Soufan Merkezi isimli düşünce kuruluşunda kıdemli araştırmacı olarak çalışan Colin P. Clarke’a göre “salgından IŞİD’den fazla faydalanan çok az grup vardır.”
Eğitimler birkaç ay önce tekrar başladı ancak örneğin Almanya gibi ülkeler ülkedeki eğitim personeli sayısını büyük oranda azalttı.
Bütün bunlar yaşanırken, yüzlerce silahlı savaşçı, nüfuzun daha seyrek olduğu Selahaddin gibi uzak bölgelere çekilerek buralardan ölümcül saldırılar gerçekleştirmeye devam etti.
ABD varlığının daha da küçülmesiyle birlikte oluşacak güç boşluğu nedeniyle bu silahlı grubun faaliyetlerinin artabileceğini ifade eden Pollock bu konu ile alakalı şunu söyledi: “Bu tür saldırıların sıklığı ve sayısı, ABD ve müttefiklerinin askeri baskısının olmadığı bir durumda mutlaka artacaktır.”

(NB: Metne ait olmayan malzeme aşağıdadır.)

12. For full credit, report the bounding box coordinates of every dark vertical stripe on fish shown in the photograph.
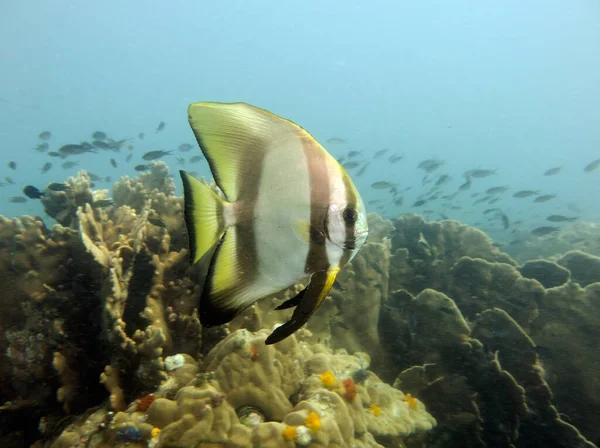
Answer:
[340,171,357,267]
[302,133,330,274]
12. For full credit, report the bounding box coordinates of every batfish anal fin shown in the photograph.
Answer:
[200,227,270,326]
[265,268,339,344]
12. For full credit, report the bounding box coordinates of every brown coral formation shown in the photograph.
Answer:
[51,329,435,448]
[1,167,599,448]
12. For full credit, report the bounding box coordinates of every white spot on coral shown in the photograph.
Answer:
[164,354,185,371]
[295,425,312,446]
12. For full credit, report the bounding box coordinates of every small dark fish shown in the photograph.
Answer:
[373,148,389,159]
[435,174,450,187]
[500,212,509,229]
[47,182,69,192]
[466,169,497,178]
[92,199,114,208]
[547,215,578,223]
[23,185,44,199]
[388,154,404,164]
[156,121,165,133]
[88,173,102,181]
[5,176,15,185]
[531,226,559,237]
[486,186,509,195]
[394,197,403,206]
[175,157,185,166]
[179,143,193,152]
[35,142,49,152]
[93,140,110,149]
[513,190,539,198]
[418,159,444,173]
[342,161,360,169]
[584,159,600,172]
[61,161,79,169]
[189,155,204,164]
[126,153,133,162]
[544,167,562,176]
[110,159,117,168]
[148,216,167,228]
[368,199,383,205]
[127,145,134,151]
[48,151,62,157]
[58,144,94,157]
[39,131,52,140]
[107,139,127,151]
[9,196,27,203]
[489,197,500,204]
[80,141,94,149]
[412,199,426,207]
[135,164,150,172]
[8,161,16,170]
[347,150,362,158]
[483,208,498,215]
[41,162,52,173]
[458,178,472,191]
[142,150,172,161]
[371,181,395,189]
[92,131,107,140]
[326,137,347,144]
[356,162,369,177]
[138,132,145,140]
[534,194,556,203]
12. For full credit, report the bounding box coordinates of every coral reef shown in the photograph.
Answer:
[51,329,436,448]
[2,166,599,448]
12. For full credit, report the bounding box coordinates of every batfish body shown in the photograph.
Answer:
[181,102,368,344]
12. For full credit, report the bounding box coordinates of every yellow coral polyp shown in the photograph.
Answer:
[151,427,160,438]
[305,411,321,432]
[403,393,418,409]
[369,404,382,416]
[319,370,336,388]
[282,425,298,441]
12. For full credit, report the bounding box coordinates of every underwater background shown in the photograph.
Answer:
[1,1,600,447]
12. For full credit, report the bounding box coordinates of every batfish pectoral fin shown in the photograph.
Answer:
[265,267,340,345]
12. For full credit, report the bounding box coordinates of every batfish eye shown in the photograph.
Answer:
[342,207,358,224]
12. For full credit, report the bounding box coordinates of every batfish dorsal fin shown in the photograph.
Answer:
[187,102,305,202]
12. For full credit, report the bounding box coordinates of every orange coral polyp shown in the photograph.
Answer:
[342,378,358,402]
[305,411,321,432]
[282,425,298,441]
[137,393,155,412]
[369,404,382,416]
[319,370,336,388]
[403,393,418,409]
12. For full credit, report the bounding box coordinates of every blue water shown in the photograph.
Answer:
[1,0,599,231]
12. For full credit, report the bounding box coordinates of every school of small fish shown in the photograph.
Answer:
[2,115,598,254]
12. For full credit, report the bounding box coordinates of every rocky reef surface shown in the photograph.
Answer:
[0,165,598,447]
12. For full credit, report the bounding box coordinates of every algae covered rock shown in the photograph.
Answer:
[557,250,600,287]
[518,259,571,289]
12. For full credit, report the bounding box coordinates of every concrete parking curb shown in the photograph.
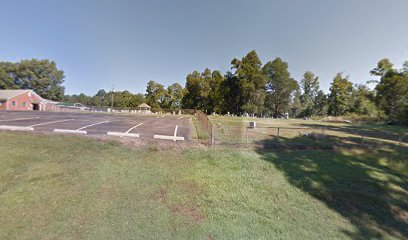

Sonuç olarak, sürekli azalan Irak devlet otoritesi ve ABD’nin askerlerini çekmesiyle oluşacak güç boşluğu kombinasyonu Orta Doğu’daki en önemli devletlerden birini tehlikeye atabilir. Irak’ın böyle bir durumla karşı karşıya kalmasından ilk faydalanacak olan aktörler ise İran ve IŞİD olur.